Wipe that image of noisy, car-crazy Mexican cities from your mind’s eye. Every Sunday, Guadalajara, Mexico’s second largest city, closes its arterial streets to cars and hands them over to bikes, skateboards, pushchairs, wheelchairs and any other form of non-motorised forward propulsion.
This hugely successful green initiative, called the ‘Via Recreativa’ has grown in size since its inception over a decade ago to become the largest ‘cyclovia’ in Mexico with up to 180,000 weekly participants.
While many modern cities sponsor car-free events, few are as radical or well-organized as Guadalajara’s which closes 65km of its streets to traffic between 8am and 2pm every Sunday and, in the process, injects the city with a totally different vibe.
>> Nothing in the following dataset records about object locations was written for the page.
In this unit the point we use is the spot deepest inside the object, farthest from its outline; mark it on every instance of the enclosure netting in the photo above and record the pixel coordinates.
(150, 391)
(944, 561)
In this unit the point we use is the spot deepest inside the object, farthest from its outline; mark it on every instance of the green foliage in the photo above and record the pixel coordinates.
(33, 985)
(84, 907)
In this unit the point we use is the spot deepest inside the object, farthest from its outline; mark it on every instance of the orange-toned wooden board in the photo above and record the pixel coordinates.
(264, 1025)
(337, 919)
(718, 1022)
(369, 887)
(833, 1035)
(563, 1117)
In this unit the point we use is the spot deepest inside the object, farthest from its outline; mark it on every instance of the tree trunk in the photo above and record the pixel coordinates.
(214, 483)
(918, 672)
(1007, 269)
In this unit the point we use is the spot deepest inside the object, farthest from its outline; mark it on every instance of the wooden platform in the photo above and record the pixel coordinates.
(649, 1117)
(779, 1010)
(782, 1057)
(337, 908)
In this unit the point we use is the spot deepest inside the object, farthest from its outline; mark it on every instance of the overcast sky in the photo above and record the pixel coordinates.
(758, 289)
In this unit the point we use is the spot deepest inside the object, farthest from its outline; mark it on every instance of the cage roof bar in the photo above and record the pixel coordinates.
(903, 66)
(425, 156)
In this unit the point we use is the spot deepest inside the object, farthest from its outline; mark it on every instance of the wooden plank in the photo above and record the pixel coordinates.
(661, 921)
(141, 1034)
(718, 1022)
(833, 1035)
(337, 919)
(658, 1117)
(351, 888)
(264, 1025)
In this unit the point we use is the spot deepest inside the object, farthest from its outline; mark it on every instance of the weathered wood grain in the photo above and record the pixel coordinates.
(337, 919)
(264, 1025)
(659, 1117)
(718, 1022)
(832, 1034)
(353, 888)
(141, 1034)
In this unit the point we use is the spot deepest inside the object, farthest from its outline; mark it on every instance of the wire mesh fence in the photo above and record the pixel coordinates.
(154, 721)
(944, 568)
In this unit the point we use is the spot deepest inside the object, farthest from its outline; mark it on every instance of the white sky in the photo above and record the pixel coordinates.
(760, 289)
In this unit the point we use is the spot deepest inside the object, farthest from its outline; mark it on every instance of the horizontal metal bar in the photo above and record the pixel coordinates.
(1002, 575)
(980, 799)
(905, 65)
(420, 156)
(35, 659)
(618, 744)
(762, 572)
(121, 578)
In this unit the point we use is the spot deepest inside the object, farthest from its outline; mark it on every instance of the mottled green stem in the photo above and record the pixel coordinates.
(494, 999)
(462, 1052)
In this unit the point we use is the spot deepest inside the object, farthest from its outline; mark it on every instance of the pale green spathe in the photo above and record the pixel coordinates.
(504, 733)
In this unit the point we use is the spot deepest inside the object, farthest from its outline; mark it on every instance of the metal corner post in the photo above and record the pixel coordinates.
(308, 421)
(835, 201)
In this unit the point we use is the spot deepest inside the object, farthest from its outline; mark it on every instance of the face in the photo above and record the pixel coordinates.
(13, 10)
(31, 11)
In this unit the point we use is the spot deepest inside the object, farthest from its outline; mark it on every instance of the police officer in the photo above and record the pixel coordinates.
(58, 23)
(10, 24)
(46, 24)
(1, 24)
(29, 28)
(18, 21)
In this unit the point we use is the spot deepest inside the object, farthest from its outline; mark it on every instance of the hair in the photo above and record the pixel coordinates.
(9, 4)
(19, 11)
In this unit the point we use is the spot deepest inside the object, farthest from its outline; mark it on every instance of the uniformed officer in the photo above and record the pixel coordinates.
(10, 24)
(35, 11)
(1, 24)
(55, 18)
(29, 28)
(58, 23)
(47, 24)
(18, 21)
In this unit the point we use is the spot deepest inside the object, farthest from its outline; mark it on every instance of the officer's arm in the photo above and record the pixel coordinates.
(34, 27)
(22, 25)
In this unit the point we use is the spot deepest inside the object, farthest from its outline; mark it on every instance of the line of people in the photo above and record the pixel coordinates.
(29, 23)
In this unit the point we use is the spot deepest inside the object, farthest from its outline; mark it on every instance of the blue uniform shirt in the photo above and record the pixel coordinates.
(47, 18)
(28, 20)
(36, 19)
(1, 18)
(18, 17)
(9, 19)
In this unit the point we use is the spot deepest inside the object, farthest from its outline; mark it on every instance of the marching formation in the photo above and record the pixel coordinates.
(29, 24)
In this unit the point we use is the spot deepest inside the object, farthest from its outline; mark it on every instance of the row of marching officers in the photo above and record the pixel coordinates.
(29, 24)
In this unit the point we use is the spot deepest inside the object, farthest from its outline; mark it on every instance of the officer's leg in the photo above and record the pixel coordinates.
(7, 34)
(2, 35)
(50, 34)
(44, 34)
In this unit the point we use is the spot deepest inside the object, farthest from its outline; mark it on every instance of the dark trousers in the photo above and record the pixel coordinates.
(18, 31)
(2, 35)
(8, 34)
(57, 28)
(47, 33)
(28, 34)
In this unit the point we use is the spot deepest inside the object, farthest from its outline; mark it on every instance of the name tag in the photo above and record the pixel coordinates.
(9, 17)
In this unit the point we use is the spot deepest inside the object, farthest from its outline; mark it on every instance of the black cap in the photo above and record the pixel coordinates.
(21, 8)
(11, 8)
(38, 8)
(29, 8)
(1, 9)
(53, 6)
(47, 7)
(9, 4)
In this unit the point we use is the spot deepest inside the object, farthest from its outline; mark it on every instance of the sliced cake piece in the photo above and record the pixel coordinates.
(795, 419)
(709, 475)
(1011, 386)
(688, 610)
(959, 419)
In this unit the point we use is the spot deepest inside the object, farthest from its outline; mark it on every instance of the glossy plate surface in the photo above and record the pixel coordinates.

What began as a small local initiative in 2004 attracting a few thousand people has since mushroomed into a huge weekly fiesta characterized by its creativity and joie de vivre.
Aside from the obvious benefits of clean air, reduced noise and enhanced social interaction, the Via Recreativa offers plenty of other sideshows. From its central operations centre in Parque de Revolución, aspiring cyclists can borrow bikes and helmets for free and partake in a guided bike tour of Guadalajara’s main sights. Other gratis attractions include art workshops, alfresco chess games, giant aerobics classes and dance instruction in the park’s pop-up cultural pavilion. Live music – from bands to buskers – entertains passers-by along the route and a special kid’s activity area is set up on a broad Ramblas-style walkway on Avenida Chapultepec.
Much of the success of the Via Recreativa is down to enthusiastic support from city authorities and emergency services. Keeping the peace, an army of around 200 volunteers, many of them students, marshal the roads and protect the exercising masses from anyone mad enough to get their car out of the garage.
Enjoying such high levels of participation, Guadalajara’s Via Recreativa has spawned no small number of imitators. Mexico City’s similarly themed ‘Muévete en Bici’ was initiated in 2007 and is now almost as large.